戦争中、食糧不足に対応するため、米は政府がまとめて買い取り、消費者に配給していました。
ところが、戦争が終わって20年ほどたったこの頃、米の生産量は増えているのに、パンのせいで消費量が減り、政府が買い取った米が大量に余るという事態が発生しました。
そこで政府は、米の生産量の上限を設定したり、他の農作物への転作を推し進めたりして、それらを達成した農家へ補助金を与えることにしたのです。
転作で急増したカボス畑
大分県も例に漏れず、他の農作物への転作を推し進めて行きました。
そのときに選ばれた1つが、すでに臼杵・竹田地方で愛され、各家庭の庭に1本はあったと言われるカボスです。
特産品として価値が高く、また山間部でも育てられるカボスは、山が多い大分で新しい畑を作るのに最適でした。
こうしてカボス畑は数を増やしていき、減反政策が始まってからわずか4年間で、4倍もの栽培面積を持つようになったのです。
カボスを盛んに!発展を助けた3大イベント
カボス畑が増えても、誰も買ってくれなければ意味がありません。
高品質なカボスが安定して栽培され、全国にその名が知られるようになった背景には、3つの出来事の力が大きく関わっていました。
大分県カボス振興協議会の設立
カボスをひたすら盛り上げるために、県と市町村、農業団体、カボス生産者が一致団結して生まれたのが、大分県カボス振興協議会です。
1972年に設立されてから現在まで、生産量の増加や安定化、流通の改善にPR活動など、カボスに関するあらゆる事業を実施しています。
まさしく、カボスを大分県の特産品へと育て上げた、中心的組織です。
一村一品運動
1979年から大分県の各地域で行われた一村一品運動は、カボスという名を全国へと広めました。
この運動のポイントは、それぞれの地域が「自主的に」知恵をしぼって活動していたことです。
特産品作りを通して学んだ「ひとづくり」や「まちづくり」のノウハウは、カボスというブランドを育てるために大きく役立ちました。
生産施設の開発・改善
1973年に臼杵市で行われた、試験的なハウス栽培をはじめとして、いろいろな技術が開発されるようになりました。
- 丸々として果汁をたくさん含んだ、高品質なカボスを選別する技術。
- 室内を暖めることで、旬から外れた春でも収穫出来るようになった、ハウス栽培の技術。

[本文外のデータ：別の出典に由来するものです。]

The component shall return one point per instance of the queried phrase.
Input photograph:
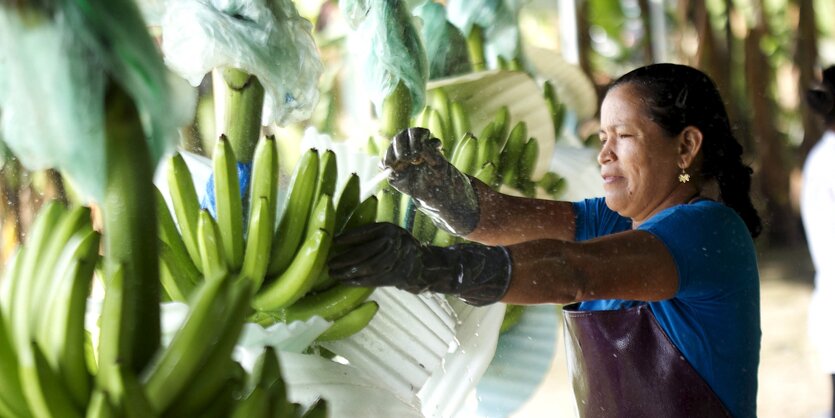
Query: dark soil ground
(790, 385)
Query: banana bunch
(43, 297)
(282, 257)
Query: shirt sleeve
(817, 208)
(594, 219)
(711, 247)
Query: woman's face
(638, 160)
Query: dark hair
(677, 96)
(821, 98)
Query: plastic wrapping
(445, 45)
(392, 52)
(59, 61)
(268, 39)
(497, 17)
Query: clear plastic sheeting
(266, 38)
(445, 45)
(392, 52)
(349, 392)
(498, 18)
(573, 87)
(355, 11)
(54, 67)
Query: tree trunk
(806, 59)
(780, 223)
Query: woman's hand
(440, 190)
(383, 254)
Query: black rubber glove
(442, 192)
(384, 254)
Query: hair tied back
(681, 100)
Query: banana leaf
(391, 51)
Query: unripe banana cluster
(501, 156)
(51, 366)
(284, 258)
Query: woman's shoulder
(704, 210)
(706, 224)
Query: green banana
(9, 281)
(387, 205)
(296, 280)
(512, 316)
(71, 222)
(178, 281)
(350, 323)
(439, 100)
(330, 304)
(131, 399)
(177, 365)
(326, 181)
(218, 367)
(186, 206)
(555, 108)
(211, 245)
(552, 183)
(436, 124)
(100, 405)
(444, 239)
(256, 405)
(527, 163)
(228, 203)
(323, 216)
(265, 179)
(487, 173)
(528, 159)
(423, 229)
(300, 199)
(422, 118)
(258, 243)
(487, 145)
(266, 374)
(509, 159)
(317, 410)
(501, 120)
(170, 236)
(349, 199)
(11, 393)
(66, 314)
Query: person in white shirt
(817, 208)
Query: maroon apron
(623, 365)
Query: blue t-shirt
(714, 318)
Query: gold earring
(683, 177)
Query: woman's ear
(690, 143)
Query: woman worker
(661, 274)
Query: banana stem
(397, 110)
(241, 110)
(130, 240)
(475, 47)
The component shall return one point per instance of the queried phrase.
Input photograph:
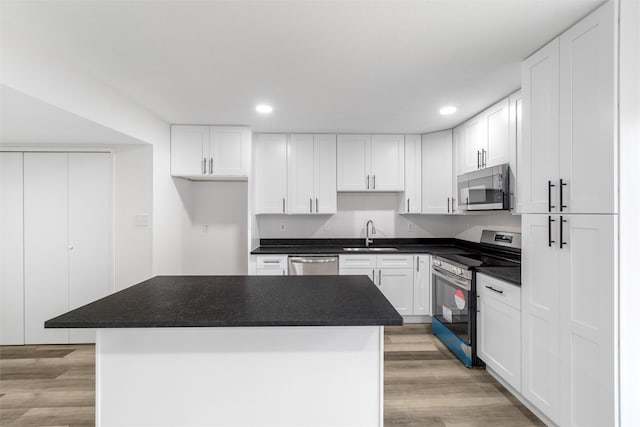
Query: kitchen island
(239, 350)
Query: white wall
(133, 245)
(354, 209)
(629, 211)
(215, 234)
(469, 227)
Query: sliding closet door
(89, 233)
(11, 266)
(46, 245)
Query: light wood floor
(424, 386)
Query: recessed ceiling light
(445, 111)
(264, 108)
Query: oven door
(451, 300)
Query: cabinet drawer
(502, 291)
(395, 261)
(357, 261)
(269, 262)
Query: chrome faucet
(367, 239)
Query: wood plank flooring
(425, 386)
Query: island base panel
(269, 376)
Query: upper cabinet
(370, 163)
(311, 161)
(412, 200)
(437, 173)
(270, 151)
(483, 141)
(567, 158)
(210, 152)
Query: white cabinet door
(437, 174)
(499, 333)
(11, 250)
(387, 162)
(89, 233)
(229, 151)
(46, 246)
(271, 173)
(587, 120)
(301, 163)
(538, 162)
(515, 141)
(397, 285)
(325, 174)
(353, 163)
(587, 320)
(496, 148)
(412, 200)
(540, 318)
(189, 150)
(422, 285)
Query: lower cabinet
(403, 279)
(271, 265)
(498, 323)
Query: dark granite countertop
(508, 274)
(222, 301)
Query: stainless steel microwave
(485, 189)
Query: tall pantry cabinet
(64, 223)
(567, 179)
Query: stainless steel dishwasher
(313, 265)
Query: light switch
(142, 220)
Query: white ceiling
(346, 66)
(25, 120)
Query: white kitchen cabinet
(412, 200)
(422, 285)
(568, 160)
(370, 163)
(271, 265)
(392, 273)
(515, 141)
(437, 174)
(11, 250)
(67, 239)
(270, 151)
(311, 163)
(498, 326)
(568, 315)
(210, 152)
(484, 139)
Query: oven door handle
(451, 279)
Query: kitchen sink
(370, 249)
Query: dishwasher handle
(314, 260)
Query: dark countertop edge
(493, 272)
(53, 324)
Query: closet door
(11, 245)
(89, 233)
(46, 246)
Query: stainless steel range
(454, 291)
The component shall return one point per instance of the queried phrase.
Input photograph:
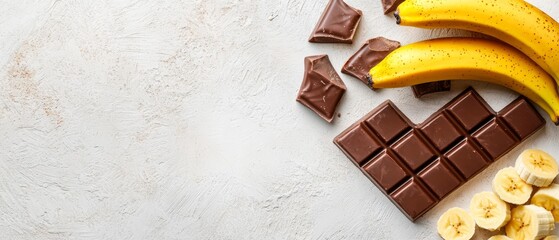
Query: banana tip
(397, 16)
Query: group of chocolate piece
(416, 166)
(322, 87)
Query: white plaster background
(177, 120)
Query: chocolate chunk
(416, 166)
(368, 56)
(337, 24)
(390, 5)
(322, 87)
(433, 87)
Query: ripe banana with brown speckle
(515, 22)
(468, 59)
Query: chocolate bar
(337, 24)
(416, 166)
(322, 87)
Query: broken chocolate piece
(390, 5)
(368, 56)
(432, 87)
(322, 87)
(416, 166)
(337, 24)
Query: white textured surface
(177, 120)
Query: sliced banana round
(529, 222)
(489, 211)
(548, 198)
(456, 224)
(510, 187)
(499, 237)
(536, 167)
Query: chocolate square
(415, 184)
(322, 88)
(358, 144)
(388, 122)
(413, 199)
(440, 131)
(439, 178)
(470, 110)
(337, 24)
(522, 118)
(466, 159)
(385, 171)
(494, 139)
(368, 56)
(413, 151)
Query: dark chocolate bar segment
(521, 118)
(386, 171)
(440, 178)
(416, 166)
(322, 88)
(337, 24)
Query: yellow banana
(515, 22)
(468, 59)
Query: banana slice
(489, 211)
(456, 224)
(510, 187)
(536, 167)
(499, 237)
(548, 198)
(530, 222)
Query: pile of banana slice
(512, 188)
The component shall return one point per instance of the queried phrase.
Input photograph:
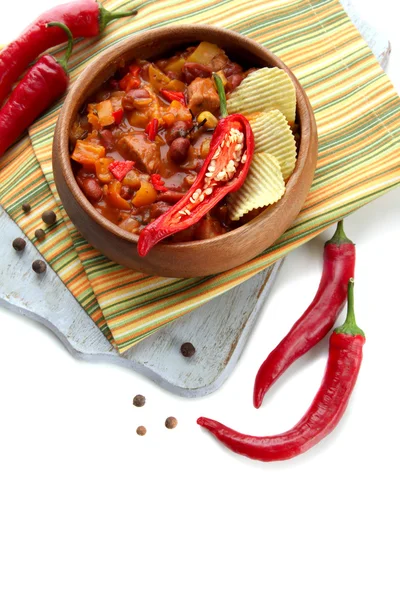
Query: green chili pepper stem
(221, 93)
(105, 16)
(350, 326)
(339, 237)
(64, 61)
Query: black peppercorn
(49, 217)
(19, 244)
(171, 423)
(39, 266)
(187, 349)
(139, 400)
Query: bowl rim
(94, 68)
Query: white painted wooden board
(218, 330)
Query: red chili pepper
(170, 96)
(84, 18)
(152, 129)
(171, 196)
(44, 83)
(158, 183)
(345, 356)
(318, 319)
(118, 116)
(210, 186)
(120, 168)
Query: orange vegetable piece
(86, 153)
(114, 197)
(102, 172)
(145, 195)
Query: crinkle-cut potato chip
(263, 90)
(264, 185)
(272, 134)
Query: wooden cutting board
(219, 329)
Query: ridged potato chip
(264, 185)
(262, 91)
(272, 134)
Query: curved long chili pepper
(345, 356)
(318, 319)
(84, 18)
(224, 171)
(44, 83)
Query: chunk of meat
(137, 147)
(202, 96)
(219, 61)
(193, 70)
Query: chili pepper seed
(187, 349)
(49, 217)
(139, 400)
(19, 244)
(39, 266)
(171, 423)
(40, 234)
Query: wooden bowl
(190, 259)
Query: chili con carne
(121, 168)
(152, 129)
(224, 171)
(171, 96)
(46, 81)
(318, 319)
(84, 18)
(158, 183)
(345, 357)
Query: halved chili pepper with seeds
(224, 171)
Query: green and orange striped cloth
(358, 118)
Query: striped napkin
(358, 119)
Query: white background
(89, 510)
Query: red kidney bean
(126, 192)
(128, 101)
(178, 150)
(179, 129)
(173, 75)
(91, 188)
(192, 70)
(107, 139)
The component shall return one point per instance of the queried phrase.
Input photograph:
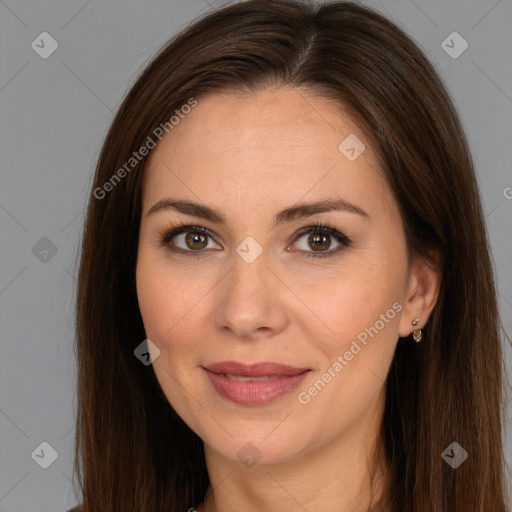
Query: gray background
(54, 115)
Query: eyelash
(168, 233)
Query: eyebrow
(300, 210)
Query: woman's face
(250, 288)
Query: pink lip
(285, 379)
(265, 368)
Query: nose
(251, 300)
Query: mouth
(256, 390)
(255, 371)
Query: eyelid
(173, 230)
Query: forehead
(277, 145)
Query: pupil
(319, 241)
(196, 238)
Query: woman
(285, 297)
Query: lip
(284, 379)
(265, 368)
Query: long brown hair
(133, 452)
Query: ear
(422, 293)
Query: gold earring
(417, 333)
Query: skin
(251, 156)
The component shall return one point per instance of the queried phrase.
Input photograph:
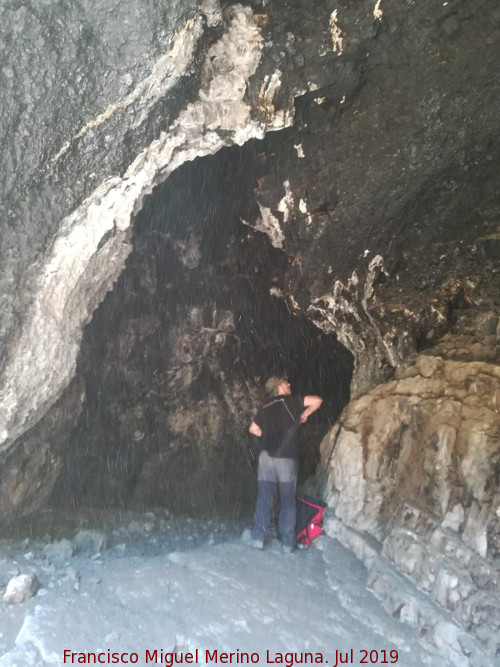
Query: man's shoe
(249, 541)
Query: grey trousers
(271, 473)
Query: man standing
(277, 424)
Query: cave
(196, 195)
(174, 356)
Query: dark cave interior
(191, 321)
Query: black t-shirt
(280, 420)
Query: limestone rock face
(379, 196)
(414, 464)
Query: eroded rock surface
(414, 464)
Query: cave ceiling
(364, 138)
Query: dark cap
(273, 383)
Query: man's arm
(311, 404)
(255, 430)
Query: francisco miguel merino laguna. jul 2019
(208, 657)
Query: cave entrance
(176, 356)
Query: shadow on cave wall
(175, 357)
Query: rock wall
(381, 195)
(414, 464)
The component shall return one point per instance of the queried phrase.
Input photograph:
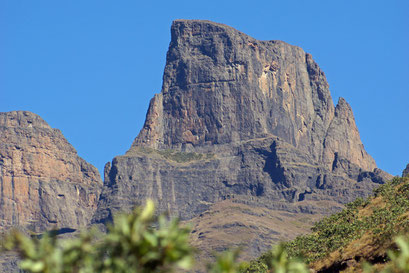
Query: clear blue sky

- 時間がたっても色や香りを損なうことなく、冬でも出荷できるようにした貯蔵の技術。
これらの技術が開発されたことにより、1990年代前半には、1年を通していつでもカボスを出荷できるようになったのです。
まとめ
今回は、カボスが1つの産業として成長するまでの、歩みについて紹介しました。
こうしてみると、カボスが本格的に作られるようになってから、まだ50年しかたっていないんですね。
伝来してから250年の沈黙を破り、大分の特産品となったカボス。
発展の可能性はまだまだ無限大です。